Shoot the messenger?
I do not speak in defense or support of Mr. Keith Hansen, or his opinions expressed in the Dispatch’s opinion editorials. But I fiercely defend his right to speak what’s on his mind and for the Dispatch to employ the journalists, they are comfortable with.
The first amendment to our Constitution placed freedom of the press on equal footing with an individual’s right of free speech. Public discourse whether by the press or an individual is fundamental to maintaining our freedom to affect and control government.
The founding fathers did not mince words in their support of the right to free speech. After creating our Constitution, they exercised their right to amend that Constitution with the Bill of Rights. Before one goes after the messenger, one would be well served by reviewing the first amendment to our Constitution, found in the Bill of Rights.

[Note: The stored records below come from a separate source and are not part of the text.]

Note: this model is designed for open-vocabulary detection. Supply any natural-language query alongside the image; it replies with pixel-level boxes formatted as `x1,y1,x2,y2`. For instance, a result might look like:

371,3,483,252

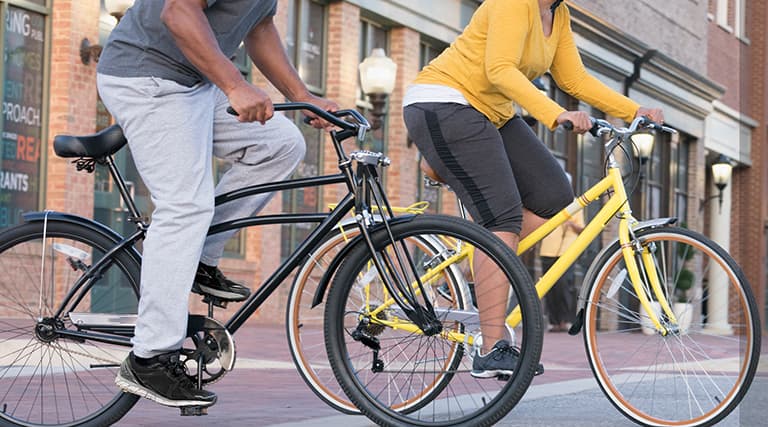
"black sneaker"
115,352,216,407
471,340,544,378
192,263,251,301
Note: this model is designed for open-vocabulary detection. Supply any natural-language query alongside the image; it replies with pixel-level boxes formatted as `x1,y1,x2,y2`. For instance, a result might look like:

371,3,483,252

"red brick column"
43,0,100,217
323,1,360,203
387,27,420,206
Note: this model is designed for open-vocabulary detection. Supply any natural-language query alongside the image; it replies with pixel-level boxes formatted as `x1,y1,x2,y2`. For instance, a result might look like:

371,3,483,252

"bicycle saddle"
53,125,128,158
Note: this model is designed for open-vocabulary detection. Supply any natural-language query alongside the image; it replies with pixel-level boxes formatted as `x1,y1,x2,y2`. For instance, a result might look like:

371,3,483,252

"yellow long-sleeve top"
414,0,639,129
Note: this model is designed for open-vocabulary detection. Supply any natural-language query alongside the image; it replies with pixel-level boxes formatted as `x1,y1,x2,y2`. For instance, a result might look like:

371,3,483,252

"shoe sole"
115,369,216,408
192,283,250,301
470,369,515,378
469,365,544,378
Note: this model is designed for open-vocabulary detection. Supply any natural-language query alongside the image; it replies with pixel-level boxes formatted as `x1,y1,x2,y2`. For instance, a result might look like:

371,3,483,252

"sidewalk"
117,325,768,427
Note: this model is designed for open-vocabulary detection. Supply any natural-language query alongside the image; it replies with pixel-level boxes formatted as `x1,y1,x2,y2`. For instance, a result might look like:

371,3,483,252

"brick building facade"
0,0,768,328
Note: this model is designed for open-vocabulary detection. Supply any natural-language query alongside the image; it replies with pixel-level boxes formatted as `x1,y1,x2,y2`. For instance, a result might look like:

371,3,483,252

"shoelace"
161,354,194,388
491,345,520,361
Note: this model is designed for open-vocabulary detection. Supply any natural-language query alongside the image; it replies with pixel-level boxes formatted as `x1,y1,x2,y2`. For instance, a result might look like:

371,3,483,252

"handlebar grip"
227,102,370,130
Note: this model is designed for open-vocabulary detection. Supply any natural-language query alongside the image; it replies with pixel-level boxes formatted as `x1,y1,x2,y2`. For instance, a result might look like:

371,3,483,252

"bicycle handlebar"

“Congress shall make no law respecting an establishment of religion, or prohibiting the free exercise thereof; or abridging the freedom of speech, or of the press; or the right of the people peaceably to assemble, and to petition the Government for a redress of grievances.”
As citizens we stand into dangerous waters, when the best we can muster to an opinion we disagree with is a figurative “shoot the messenger” approach. We see where that approach has lead today in places like Syria, Egypt and Iran. Sadly, once shooting the messenger becomes acceptable among the citizenry, governments all too soon can follow the same extreme approach.